His eyes close, smothering a spark of anger. He isn't a violent man. Cynical at worst, he inclines toward a humorous view of life. Life that should give him no more trouble than it's given weight to his dreams.
"Certo," he grins. "You're back and it's fresh for you. But why dig this up, Miki? We have our families now, our lives. It's in the earth now. And I think if you stay in Ceggia, it's better you leave it alone. Drink more wine, make another bimba with your beautiful wife, enjoy the life. Because if you stay like this, who will you hurt? Your nonni? Clara? Yourself?"
"I won't hurt myself."
"No? You're too strong for that? Strong like your nonno? Like Claudio?"
He sips his wine. Tired of our talk, he watches the piazza. The streets have grown quiet, the stores have drawn down their metal grates. Even the white paving stones look sleepy in the wintry sun. A bell tower tolls two o'clock.
"We ate pastasciuto that night," he says. "The best I ever made. Then we waited together, and prayed for his return."
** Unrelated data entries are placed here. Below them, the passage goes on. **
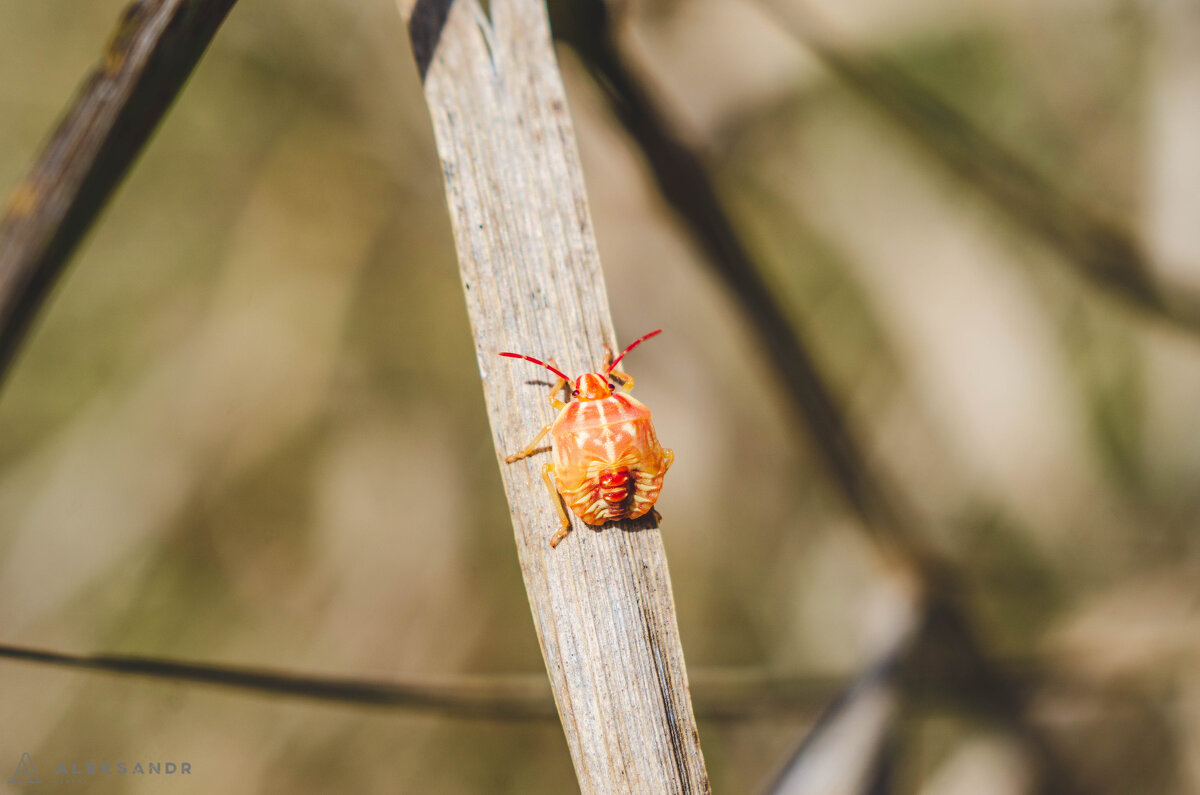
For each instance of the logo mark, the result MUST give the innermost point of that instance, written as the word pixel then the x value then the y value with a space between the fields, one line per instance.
pixel 25 773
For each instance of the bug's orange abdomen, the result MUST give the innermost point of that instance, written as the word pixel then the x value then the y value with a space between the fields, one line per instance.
pixel 615 485
pixel 607 460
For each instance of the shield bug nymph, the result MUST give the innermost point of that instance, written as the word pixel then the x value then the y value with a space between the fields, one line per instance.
pixel 607 462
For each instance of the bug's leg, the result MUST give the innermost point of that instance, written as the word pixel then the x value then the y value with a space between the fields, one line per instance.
pixel 627 380
pixel 547 474
pixel 531 447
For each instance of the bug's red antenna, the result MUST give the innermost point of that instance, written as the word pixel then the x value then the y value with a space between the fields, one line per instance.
pixel 631 346
pixel 555 370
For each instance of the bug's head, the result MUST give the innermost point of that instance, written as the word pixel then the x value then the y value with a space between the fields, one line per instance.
pixel 592 386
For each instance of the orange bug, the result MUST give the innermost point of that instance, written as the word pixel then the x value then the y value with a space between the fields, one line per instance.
pixel 607 462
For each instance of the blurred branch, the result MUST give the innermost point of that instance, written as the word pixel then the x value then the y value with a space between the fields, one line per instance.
pixel 846 748
pixel 720 694
pixel 684 181
pixel 1102 250
pixel 601 602
pixel 484 698
pixel 151 54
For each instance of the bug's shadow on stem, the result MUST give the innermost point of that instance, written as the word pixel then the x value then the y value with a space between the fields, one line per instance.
pixel 649 521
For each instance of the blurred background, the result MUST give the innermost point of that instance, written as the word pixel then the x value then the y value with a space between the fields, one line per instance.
pixel 247 428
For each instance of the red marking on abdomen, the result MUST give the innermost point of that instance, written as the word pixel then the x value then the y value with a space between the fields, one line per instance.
pixel 615 485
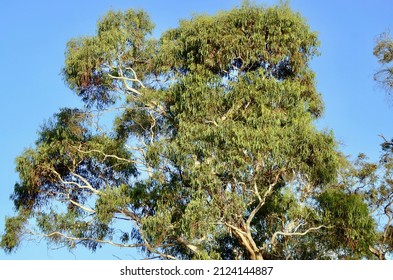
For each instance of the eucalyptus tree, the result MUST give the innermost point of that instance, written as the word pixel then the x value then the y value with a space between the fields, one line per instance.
pixel 213 152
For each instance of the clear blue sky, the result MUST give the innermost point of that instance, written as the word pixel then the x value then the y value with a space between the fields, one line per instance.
pixel 33 35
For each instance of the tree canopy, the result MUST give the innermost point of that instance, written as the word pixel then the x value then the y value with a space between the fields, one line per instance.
pixel 213 152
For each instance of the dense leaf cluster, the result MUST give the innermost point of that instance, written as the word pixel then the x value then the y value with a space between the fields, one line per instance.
pixel 213 153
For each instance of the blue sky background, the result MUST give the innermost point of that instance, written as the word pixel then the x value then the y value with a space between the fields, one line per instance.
pixel 33 35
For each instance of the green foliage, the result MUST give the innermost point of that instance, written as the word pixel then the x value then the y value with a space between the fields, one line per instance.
pixel 352 223
pixel 213 153
pixel 383 50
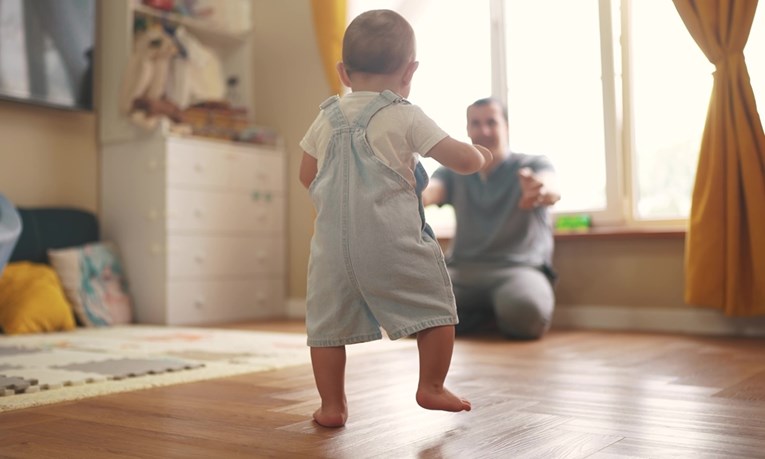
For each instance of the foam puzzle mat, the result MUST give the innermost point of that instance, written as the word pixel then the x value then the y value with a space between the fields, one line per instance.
pixel 47 368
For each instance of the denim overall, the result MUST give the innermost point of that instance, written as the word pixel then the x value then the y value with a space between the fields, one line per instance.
pixel 374 262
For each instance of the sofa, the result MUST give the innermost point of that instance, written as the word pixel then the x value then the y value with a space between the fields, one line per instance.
pixel 10 230
pixel 33 297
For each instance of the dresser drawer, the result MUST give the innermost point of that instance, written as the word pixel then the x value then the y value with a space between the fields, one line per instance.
pixel 198 164
pixel 224 211
pixel 211 257
pixel 211 302
pixel 262 171
pixel 193 163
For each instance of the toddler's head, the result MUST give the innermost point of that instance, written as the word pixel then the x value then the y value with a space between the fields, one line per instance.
pixel 378 42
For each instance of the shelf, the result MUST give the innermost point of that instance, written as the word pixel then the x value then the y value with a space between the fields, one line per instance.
pixel 205 30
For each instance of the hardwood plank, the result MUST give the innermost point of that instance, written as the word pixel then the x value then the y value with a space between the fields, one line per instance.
pixel 577 394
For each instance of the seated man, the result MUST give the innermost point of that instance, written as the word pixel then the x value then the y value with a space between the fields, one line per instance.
pixel 500 260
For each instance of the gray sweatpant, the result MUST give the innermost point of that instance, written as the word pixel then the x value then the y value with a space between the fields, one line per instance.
pixel 519 298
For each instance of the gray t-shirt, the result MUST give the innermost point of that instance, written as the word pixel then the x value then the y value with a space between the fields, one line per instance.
pixel 490 226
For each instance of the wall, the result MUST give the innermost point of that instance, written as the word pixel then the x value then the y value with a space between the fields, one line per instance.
pixel 289 86
pixel 48 157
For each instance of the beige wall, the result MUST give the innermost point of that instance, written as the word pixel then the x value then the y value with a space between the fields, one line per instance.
pixel 290 85
pixel 620 272
pixel 48 157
At the Affilitato everything went smoothly, nearly without a hitch. We waited half an hour before a man in a navy blue suit lead us to his office, shook our hands and congratulated me on bringing my family back to Italia. My mother was Italian and I was Italian and my daughter who carried the Vicenzo name was Italian and Italia would always welcome home her children. As for my wife, there was another form required. It would arrive in the mail and after obtaining a stamp of registration from our Commune we were to return it to the Affilitato in person, both to confirm our photographs in their file, and for the opportunity for him to meet my dear wife and daughter. I was not to neglect this last directive. He was proud of us, as if we were his own, and he apologized for the required verification of our marriage certificate, a mere formality, he was sure, as everything would certainly go through.